Les plus hauts gradés des différentes branches de l’armée, tous des hommes, ont affirmé ne voir aucun problème avec la présence de femmes dans les postes de combat lorsqu’elles respectent les mêmes standards que les hommes.
Ces déclarations ont été formulées en réponse à une question posée lors d’une audition du Comité des forces armées du Sénat, mercredi, concernant une revue récemment ordonnée par le Pentagone sur l’« efficacité » des femmes dans les postes de combat. Cette enquête, qui analysera les données relatives à la préparation, à l’entraînement, aux pertes et à la capacité de déploiement des troupes de combat au sol, intervient plus d’une décennie après que le Département de la Défense a levé l’interdiction des femmes dans les rôles de combat.
La sénatrice Mazie Hirono (D-Hawaï) a interrogé le panel exclusivement masculin, en qualifiant cette révision d’« attaque contre les femmes », accusant le secrétaire à la Défense Pete Hegseth de « préparer le terrain » pour revenir sur la politique vieille de dix ans qui autorise les femmes à servir en première ligne.
« Cela minimise également le sacrifice de milliers de militaires féminines qui ont déjà répondu aux exigences rigoureuses, neutres en termes de genre, et ont servi en combat avec honneur », a-t-elle ajouté.
Face à la question : « Pensez-vous que la simple présence des femmes dans ces unités de combat abaisse les standards ? », chaque chef militaire a unanimement répondu par la négative.
David Isom, conseiller principal enrôlé auprès du président de l’État-Major interarmées et ancien membre de l’équipe Navy SEAL 6, a déclaré : « Je n’ai vu aucune donnée qui prouve un abaissement des standards ni une baisse de la préparation des unités ayant des femmes dans leurs rangs. »
De même, John Perryman IV, maître principal de la Marine, et Carlos Ruiz, sergent-major du Corps des Marines, ont répondu succinctement : « Sénatrice, non. »
Michael Weimer, sergent-major de l’Armée, a confirmé son accord : « Non, je ne vois rien qui me fasse penser qu’il y a un problème pour atteindre les standards ou que cela affecte la préparation. »
Le maître chef de l’Armée de l’Air, David Wolfe, a précisé : « De mon point de vue, je sers aux côtés de certains des meilleurs combattants que le monde ait jamais connus. Certains sont des hommes, d’autres des femmes. Absolument pas, je n’ai constaté aucune dégradation. »

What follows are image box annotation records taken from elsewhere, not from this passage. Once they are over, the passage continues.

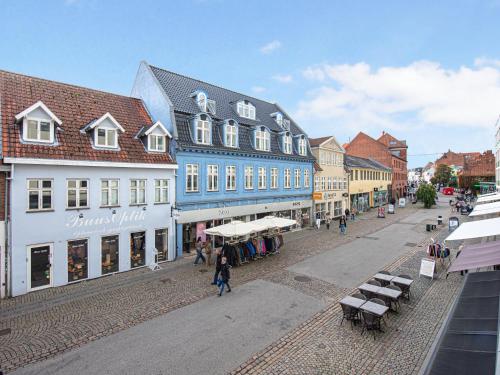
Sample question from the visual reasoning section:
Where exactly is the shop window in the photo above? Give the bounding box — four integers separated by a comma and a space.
130, 180, 146, 205
68, 240, 88, 282
155, 179, 168, 204
130, 232, 146, 268
28, 179, 53, 211
101, 236, 120, 275
155, 228, 168, 262
101, 180, 120, 207
67, 179, 89, 208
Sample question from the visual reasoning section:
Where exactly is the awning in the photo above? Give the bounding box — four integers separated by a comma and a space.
445, 217, 500, 242
205, 216, 297, 237
477, 193, 500, 203
448, 241, 500, 272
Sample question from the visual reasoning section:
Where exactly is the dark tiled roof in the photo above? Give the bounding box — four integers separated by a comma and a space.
344, 155, 390, 171
309, 137, 331, 147
150, 65, 303, 135
0, 71, 172, 164
175, 113, 314, 160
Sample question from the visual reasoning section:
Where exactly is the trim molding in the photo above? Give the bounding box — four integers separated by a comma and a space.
3, 157, 179, 169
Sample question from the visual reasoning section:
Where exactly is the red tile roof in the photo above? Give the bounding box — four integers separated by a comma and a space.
0, 70, 173, 164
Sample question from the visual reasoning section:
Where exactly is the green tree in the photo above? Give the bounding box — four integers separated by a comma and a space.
417, 184, 436, 208
434, 164, 451, 185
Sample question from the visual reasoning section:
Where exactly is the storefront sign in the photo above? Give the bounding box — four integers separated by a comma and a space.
177, 200, 312, 224
313, 193, 323, 201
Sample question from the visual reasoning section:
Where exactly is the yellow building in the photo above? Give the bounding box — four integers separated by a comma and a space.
309, 137, 349, 220
345, 155, 392, 212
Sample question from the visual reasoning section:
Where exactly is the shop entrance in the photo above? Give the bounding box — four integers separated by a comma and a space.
28, 244, 52, 291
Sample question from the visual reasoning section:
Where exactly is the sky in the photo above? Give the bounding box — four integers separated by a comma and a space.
0, 0, 500, 168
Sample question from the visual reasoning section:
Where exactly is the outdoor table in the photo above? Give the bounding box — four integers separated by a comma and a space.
361, 301, 389, 316
373, 273, 396, 281
376, 288, 403, 299
340, 296, 366, 309
358, 283, 381, 293
391, 277, 413, 286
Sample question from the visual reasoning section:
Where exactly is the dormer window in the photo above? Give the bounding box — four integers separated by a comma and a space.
95, 128, 118, 148
81, 112, 125, 149
16, 101, 62, 143
236, 100, 255, 120
224, 120, 238, 147
283, 133, 292, 154
255, 126, 271, 151
196, 92, 207, 112
195, 115, 211, 145
299, 135, 307, 156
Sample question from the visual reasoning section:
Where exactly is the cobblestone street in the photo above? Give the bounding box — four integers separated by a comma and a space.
0, 201, 459, 374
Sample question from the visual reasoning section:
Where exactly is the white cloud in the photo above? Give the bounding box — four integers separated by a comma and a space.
272, 74, 293, 83
252, 86, 266, 94
260, 40, 281, 55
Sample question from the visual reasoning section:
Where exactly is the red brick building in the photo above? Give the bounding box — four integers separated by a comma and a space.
458, 150, 495, 188
345, 132, 408, 199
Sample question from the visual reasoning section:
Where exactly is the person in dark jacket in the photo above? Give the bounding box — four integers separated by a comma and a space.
217, 257, 231, 297
212, 249, 222, 285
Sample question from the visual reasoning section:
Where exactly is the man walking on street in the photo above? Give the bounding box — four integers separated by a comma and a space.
217, 257, 231, 297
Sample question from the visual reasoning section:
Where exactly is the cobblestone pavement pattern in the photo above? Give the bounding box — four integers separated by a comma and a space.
0, 198, 458, 374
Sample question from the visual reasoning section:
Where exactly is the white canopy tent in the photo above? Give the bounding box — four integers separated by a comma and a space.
205, 216, 297, 237
445, 217, 500, 242
477, 193, 500, 204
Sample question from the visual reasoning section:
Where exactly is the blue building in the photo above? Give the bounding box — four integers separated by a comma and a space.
132, 62, 314, 255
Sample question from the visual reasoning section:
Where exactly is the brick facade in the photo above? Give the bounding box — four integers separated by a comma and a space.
345, 132, 408, 198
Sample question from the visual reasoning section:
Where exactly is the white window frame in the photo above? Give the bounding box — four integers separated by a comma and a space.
236, 101, 255, 120
154, 178, 170, 204
245, 165, 253, 190
255, 129, 271, 151
129, 178, 148, 206
258, 167, 267, 190
226, 124, 238, 147
283, 168, 292, 189
304, 169, 310, 188
66, 178, 90, 210
101, 178, 120, 207
23, 116, 54, 143
26, 178, 54, 212
207, 164, 219, 191
226, 165, 236, 191
94, 126, 118, 148
186, 164, 200, 193
294, 169, 301, 189
195, 119, 210, 145
148, 134, 167, 152
283, 134, 293, 154
271, 168, 279, 189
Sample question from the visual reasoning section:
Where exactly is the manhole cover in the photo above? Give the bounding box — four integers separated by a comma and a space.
294, 276, 311, 283
0, 328, 12, 336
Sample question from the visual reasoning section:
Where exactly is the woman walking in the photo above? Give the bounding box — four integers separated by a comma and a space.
217, 257, 231, 297
339, 215, 347, 234
194, 237, 205, 266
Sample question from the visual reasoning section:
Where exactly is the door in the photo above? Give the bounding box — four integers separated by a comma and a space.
28, 244, 52, 291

Enfin, du côté de la Force Spatiale, John Bentivegna, maître chef, a indiqué : « Nous n’avons constaté aucune diminution de la préparation liée aux positions de l’administration. »

Les plus hauts gradés enrôlés de l’armée américaine ont témoigné devant le Sénat le 11 février sur des questions liées à la qualité de vie des soldats de rang inférieur. Photo U.S. Air Force par Chad Trujillo.

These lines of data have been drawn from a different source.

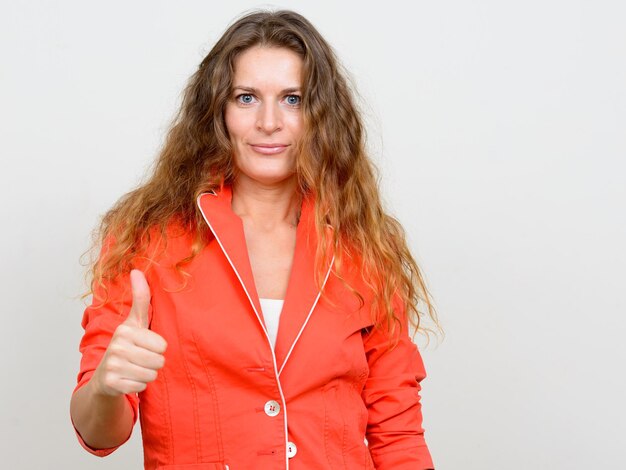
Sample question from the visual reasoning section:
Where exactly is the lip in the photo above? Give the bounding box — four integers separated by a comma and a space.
250, 144, 288, 155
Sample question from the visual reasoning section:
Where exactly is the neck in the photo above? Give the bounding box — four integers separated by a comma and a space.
231, 178, 301, 230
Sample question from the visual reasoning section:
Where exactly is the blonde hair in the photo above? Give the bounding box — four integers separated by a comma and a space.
90, 10, 440, 340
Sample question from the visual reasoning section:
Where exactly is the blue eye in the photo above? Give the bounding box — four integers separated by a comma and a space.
287, 95, 301, 106
237, 93, 253, 104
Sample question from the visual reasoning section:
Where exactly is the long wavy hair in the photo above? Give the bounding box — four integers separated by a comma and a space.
89, 10, 441, 336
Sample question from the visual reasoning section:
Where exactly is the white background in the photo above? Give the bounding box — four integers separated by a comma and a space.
0, 0, 626, 470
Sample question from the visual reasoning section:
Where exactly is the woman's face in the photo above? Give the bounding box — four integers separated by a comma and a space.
225, 46, 304, 185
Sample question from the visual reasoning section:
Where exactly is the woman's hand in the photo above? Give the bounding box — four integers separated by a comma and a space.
91, 269, 167, 396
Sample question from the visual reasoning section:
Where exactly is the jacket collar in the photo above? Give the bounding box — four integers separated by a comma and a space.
198, 186, 334, 374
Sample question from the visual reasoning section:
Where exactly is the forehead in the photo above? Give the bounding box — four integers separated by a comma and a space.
233, 46, 303, 88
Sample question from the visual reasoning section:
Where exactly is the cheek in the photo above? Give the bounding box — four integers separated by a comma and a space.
224, 107, 246, 140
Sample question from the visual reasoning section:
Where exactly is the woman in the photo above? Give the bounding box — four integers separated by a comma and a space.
71, 11, 436, 470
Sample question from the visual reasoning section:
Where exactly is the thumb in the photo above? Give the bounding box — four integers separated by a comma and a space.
127, 269, 151, 328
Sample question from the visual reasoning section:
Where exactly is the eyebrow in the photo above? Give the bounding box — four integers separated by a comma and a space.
233, 85, 301, 93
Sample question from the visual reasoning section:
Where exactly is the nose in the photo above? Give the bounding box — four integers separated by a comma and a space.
256, 102, 282, 134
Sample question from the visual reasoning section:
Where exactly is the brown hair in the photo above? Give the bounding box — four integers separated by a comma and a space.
91, 10, 439, 340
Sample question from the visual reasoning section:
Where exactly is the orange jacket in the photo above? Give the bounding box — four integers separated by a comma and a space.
76, 186, 433, 470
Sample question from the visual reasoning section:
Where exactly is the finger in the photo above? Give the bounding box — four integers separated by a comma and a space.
128, 269, 151, 328
115, 379, 148, 393
132, 329, 167, 354
128, 346, 165, 370
118, 362, 157, 383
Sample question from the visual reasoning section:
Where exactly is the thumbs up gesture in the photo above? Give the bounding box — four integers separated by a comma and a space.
91, 269, 167, 396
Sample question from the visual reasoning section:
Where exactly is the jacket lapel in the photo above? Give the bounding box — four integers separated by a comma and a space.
198, 186, 334, 375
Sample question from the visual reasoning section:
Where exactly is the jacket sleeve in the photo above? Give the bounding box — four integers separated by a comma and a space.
362, 302, 434, 470
72, 273, 139, 457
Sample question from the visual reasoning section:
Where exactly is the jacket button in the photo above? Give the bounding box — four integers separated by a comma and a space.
264, 400, 280, 416
287, 442, 298, 459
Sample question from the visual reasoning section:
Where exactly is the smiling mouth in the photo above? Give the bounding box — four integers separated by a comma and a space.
250, 144, 289, 155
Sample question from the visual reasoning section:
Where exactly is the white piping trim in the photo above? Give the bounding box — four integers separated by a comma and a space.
278, 255, 335, 377
196, 192, 290, 470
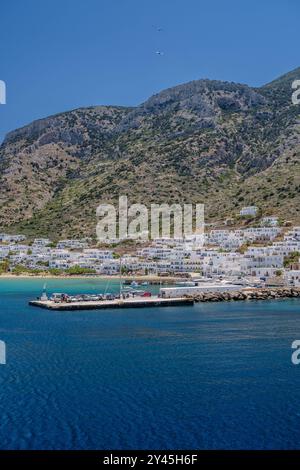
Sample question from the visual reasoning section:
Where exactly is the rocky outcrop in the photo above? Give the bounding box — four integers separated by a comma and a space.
193, 287, 300, 302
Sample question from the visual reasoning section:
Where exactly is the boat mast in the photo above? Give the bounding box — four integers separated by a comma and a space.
119, 256, 122, 300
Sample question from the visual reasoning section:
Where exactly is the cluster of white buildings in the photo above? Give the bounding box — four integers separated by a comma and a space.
0, 217, 300, 286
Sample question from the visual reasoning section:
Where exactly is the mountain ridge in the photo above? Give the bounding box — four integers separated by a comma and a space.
0, 68, 300, 236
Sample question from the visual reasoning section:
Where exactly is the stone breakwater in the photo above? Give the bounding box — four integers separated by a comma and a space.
192, 287, 300, 302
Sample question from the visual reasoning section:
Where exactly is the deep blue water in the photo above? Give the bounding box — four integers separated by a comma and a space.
0, 280, 300, 449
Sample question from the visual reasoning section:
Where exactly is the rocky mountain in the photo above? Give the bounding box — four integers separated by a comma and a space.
0, 68, 300, 238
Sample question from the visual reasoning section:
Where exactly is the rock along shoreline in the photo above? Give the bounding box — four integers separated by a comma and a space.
191, 287, 300, 302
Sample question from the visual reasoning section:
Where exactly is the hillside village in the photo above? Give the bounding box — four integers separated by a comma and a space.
0, 206, 300, 286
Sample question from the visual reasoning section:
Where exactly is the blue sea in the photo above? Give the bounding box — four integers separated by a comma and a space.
0, 279, 300, 449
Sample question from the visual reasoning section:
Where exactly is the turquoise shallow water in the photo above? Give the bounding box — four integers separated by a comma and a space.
0, 279, 300, 449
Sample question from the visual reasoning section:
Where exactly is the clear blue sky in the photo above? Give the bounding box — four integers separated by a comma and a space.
0, 0, 300, 141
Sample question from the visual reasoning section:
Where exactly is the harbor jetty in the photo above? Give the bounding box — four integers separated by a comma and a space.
190, 287, 300, 302
29, 296, 194, 311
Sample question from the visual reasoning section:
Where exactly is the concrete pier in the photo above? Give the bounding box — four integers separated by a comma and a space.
29, 297, 194, 311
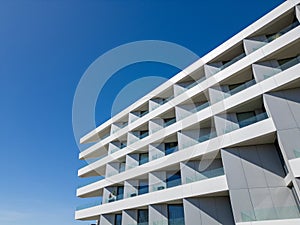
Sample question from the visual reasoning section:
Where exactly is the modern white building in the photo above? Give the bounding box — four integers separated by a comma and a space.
75, 0, 300, 225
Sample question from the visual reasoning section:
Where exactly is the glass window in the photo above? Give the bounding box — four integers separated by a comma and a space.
168, 204, 184, 225
138, 209, 148, 225
119, 163, 125, 173
117, 186, 124, 200
165, 142, 178, 155
167, 171, 181, 188
139, 153, 149, 165
115, 214, 122, 225
138, 180, 149, 195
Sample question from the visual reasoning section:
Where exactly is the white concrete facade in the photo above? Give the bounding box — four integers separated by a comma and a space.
75, 0, 300, 225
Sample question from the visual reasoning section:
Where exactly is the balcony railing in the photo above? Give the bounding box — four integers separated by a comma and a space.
107, 194, 124, 203
224, 112, 268, 133
112, 122, 128, 134
165, 146, 178, 155
264, 56, 300, 79
294, 149, 300, 158
185, 168, 224, 184
153, 218, 185, 225
168, 218, 185, 225
76, 201, 102, 211
178, 76, 206, 94
182, 131, 217, 149
241, 206, 300, 222
138, 132, 149, 139
139, 157, 149, 165
166, 178, 181, 188
266, 21, 299, 43
152, 96, 174, 110
212, 52, 246, 75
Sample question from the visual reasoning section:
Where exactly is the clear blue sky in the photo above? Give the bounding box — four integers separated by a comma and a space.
0, 0, 283, 225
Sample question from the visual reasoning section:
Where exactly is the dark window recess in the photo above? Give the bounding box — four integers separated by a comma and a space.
274, 138, 289, 176
114, 214, 122, 225
228, 81, 247, 91
139, 153, 149, 165
137, 209, 149, 224
168, 204, 184, 225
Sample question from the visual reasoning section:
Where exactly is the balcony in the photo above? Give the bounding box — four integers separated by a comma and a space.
185, 168, 224, 184
241, 206, 300, 222
294, 149, 300, 158
264, 56, 300, 79
138, 131, 149, 139
152, 96, 174, 110
253, 21, 299, 51
76, 201, 102, 211
224, 112, 268, 134
211, 53, 246, 75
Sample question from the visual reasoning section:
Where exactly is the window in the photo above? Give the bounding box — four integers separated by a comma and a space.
138, 180, 149, 195
168, 204, 184, 225
140, 130, 149, 139
114, 214, 122, 225
167, 171, 181, 188
137, 209, 148, 225
236, 111, 257, 127
139, 153, 149, 165
165, 142, 178, 155
117, 186, 124, 200
119, 162, 125, 173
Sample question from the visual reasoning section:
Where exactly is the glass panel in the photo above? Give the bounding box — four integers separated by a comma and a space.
168, 204, 184, 225
137, 209, 149, 225
241, 206, 300, 222
220, 53, 246, 70
115, 214, 122, 225
167, 172, 181, 188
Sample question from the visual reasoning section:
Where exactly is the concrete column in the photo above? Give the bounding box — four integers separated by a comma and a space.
149, 204, 168, 225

En janvier, le porte-parole du Pentagone, Kingsley Wilson, avait confirmé que les standards de combat de l’armée resteraient « uniformes » et « neutres du point de vue du sexe », ajoutant qu’ils « ne seraient pas compromis pour satisfaire des quotas ou une idéologie ».
Plusieurs femmes engagées dans des armes de combat, comme l’infanterie ou la cavalerie blindée, ont témoigné à plusieurs reprises qu’elles pouvaient répondre aux mêmes exigences physiques que leurs homologues masculins, qu’il s’agisse de réussir l’École des Rangers, l’une des formations les plus éprouvantes de l’Armée, ou bien d’exécuter au quotidien des tâches exigeantes comme le chargement de munitions lourdes ou encore porter un camarade sur le dos.

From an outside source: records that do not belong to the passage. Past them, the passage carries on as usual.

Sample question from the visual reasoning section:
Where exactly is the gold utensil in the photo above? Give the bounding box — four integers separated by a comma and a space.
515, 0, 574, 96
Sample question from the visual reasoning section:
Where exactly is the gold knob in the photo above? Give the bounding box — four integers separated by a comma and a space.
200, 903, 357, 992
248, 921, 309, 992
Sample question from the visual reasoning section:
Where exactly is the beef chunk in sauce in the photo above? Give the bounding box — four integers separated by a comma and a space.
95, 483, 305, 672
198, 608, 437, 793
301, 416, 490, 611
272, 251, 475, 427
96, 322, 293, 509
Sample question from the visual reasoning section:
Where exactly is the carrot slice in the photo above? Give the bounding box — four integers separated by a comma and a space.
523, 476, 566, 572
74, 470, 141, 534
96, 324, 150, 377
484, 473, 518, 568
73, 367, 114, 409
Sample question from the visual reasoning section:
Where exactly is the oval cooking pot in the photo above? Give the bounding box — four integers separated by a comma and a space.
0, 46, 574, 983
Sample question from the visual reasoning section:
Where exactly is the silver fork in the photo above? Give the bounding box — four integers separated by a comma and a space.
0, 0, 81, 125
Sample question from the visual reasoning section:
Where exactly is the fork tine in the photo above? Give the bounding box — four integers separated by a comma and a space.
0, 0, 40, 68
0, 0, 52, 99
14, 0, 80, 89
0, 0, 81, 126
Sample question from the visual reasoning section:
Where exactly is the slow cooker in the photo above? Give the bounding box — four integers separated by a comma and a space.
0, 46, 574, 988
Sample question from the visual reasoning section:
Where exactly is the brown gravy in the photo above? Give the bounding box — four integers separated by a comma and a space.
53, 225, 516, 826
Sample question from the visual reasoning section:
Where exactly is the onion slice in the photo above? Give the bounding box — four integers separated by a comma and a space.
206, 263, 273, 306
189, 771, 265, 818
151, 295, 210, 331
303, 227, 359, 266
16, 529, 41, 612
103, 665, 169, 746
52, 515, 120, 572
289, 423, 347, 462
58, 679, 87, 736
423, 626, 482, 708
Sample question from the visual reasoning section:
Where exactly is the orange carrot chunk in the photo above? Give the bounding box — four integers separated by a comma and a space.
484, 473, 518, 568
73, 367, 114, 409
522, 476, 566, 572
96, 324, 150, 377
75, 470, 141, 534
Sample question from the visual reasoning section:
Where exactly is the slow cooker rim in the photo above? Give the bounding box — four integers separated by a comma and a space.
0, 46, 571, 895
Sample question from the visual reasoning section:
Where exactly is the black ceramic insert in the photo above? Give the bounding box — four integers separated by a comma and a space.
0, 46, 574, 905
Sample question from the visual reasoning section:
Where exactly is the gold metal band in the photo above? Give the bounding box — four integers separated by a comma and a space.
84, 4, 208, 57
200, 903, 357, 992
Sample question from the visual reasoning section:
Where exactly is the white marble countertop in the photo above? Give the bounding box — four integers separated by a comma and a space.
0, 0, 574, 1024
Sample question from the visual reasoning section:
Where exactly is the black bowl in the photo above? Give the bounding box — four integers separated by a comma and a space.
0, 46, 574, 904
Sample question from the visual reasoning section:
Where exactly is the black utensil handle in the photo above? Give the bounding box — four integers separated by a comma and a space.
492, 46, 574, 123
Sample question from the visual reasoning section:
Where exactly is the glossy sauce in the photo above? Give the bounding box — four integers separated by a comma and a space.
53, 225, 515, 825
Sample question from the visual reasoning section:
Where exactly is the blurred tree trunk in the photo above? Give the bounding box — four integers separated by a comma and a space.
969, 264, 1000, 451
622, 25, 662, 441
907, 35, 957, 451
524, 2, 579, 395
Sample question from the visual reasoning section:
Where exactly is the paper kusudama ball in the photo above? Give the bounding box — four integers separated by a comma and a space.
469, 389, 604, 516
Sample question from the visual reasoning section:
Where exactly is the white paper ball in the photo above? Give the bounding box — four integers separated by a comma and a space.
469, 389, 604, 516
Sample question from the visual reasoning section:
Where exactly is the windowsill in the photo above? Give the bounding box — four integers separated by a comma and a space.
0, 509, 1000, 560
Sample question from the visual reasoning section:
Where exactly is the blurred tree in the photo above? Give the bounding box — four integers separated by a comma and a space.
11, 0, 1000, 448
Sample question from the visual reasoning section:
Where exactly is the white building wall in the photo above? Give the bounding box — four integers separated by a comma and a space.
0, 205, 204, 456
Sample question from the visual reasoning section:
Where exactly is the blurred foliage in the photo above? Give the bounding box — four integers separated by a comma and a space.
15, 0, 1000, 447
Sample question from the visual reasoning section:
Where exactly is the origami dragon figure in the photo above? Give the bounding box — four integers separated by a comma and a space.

La sénatrice Hirono a ensuite demandé aux hauts gradés s’ils étaient d’accord pour que les militaires, « quel que soit leur genre », puissent servir dans n’importe quel rôle, y compris au combat, s’ils respectent les « standards établis ».
Tous ont répondu positivement, Michael Weimer précisant : « Oui, sénatrice, il s’agit avant tout des standards. »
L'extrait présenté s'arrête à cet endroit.